Just before we bought the house we found out that the wood burner in the chimney was cracked. Actually, it was a death trap; it was pumping gas into the bedrooms! So, one of our first tasks was to replace it with a new, much more efficient wood burner. We removed the garish 1980s fireplace at the same time!
Our wood burner is connected to a heat distribution system which pumps hot air around two‐thirds of the house. The side of the house next to the pond doesn’t benefit so we’re putting in extra insulation there. We’re also going to put electric radiators in throughout the ground floor on an in case of need basis because heating up the house using the wood burner takes time.
The key role for the electric radiators will be to heat the house before we arrive. They can be controlled via our telephones or laptops. Then, when we arrive, the wood burner can take over.
The electricity for the radiators will come from the grid for now (via renewable energy supplier, Enercoop) but the medium‐term plan is to install solar photovoltaic panels, a battery and a reversible electric car charging point, which would allow our future Renault Zoe to act as a second battery by charging when the energy supply is free (solar) and discharging to the house when needed i.e. in the evening or early morning.
We also have a plan for heat recovery. We’ve bought some HeatSava single room heat recovery units in the kitchen and bathrooms. These ingenious devices work like ventilators in the sense that they expel smells, gases, exhausted air etc and pull in fresh air. But the big difference is that they heat the incoming air using the warmth from the outgoing air via a heat exchanger.
Our hot water currently comes from an electric immersion heater. Our medium‐term plan is to install solar thermal panels on the roof to pre‐heat the water. Perhaps we’ll make them out of old radiators painted black!
Solar thermal won’t provide us with piping hot water all the time, but it should massively cut down on our need for electricity to heat water.

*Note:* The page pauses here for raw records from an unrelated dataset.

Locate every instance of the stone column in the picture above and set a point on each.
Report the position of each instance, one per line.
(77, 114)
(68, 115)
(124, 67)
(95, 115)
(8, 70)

We’ve replaced the tiles on the ground floor with 19th century recycled clay tiles (tomettes) which we found on a French website. We’d have loved to put insulation under the floor, but that would have meant digging up the foundations, which we couldn’t afford to do. Best of all would have been insulation plus underfloor heating fuelled by a water source heat pump in the pond.
A water source heat pump uses a heat exchanger the difference between the temperature at the bottom of the pond and the temperature under the house. The obvious place to put the coils, which need to be 3m underwater, would have been in the canal we dug when we cleaned out the pond. But we’ll have another look at this when we renovate the outhouse.
At the moment, and for at least the next few years, we’re not planning to live through the winter at The Big Raise. If we were, then we’d need a new strategy involving a lot more insulation and some new windows.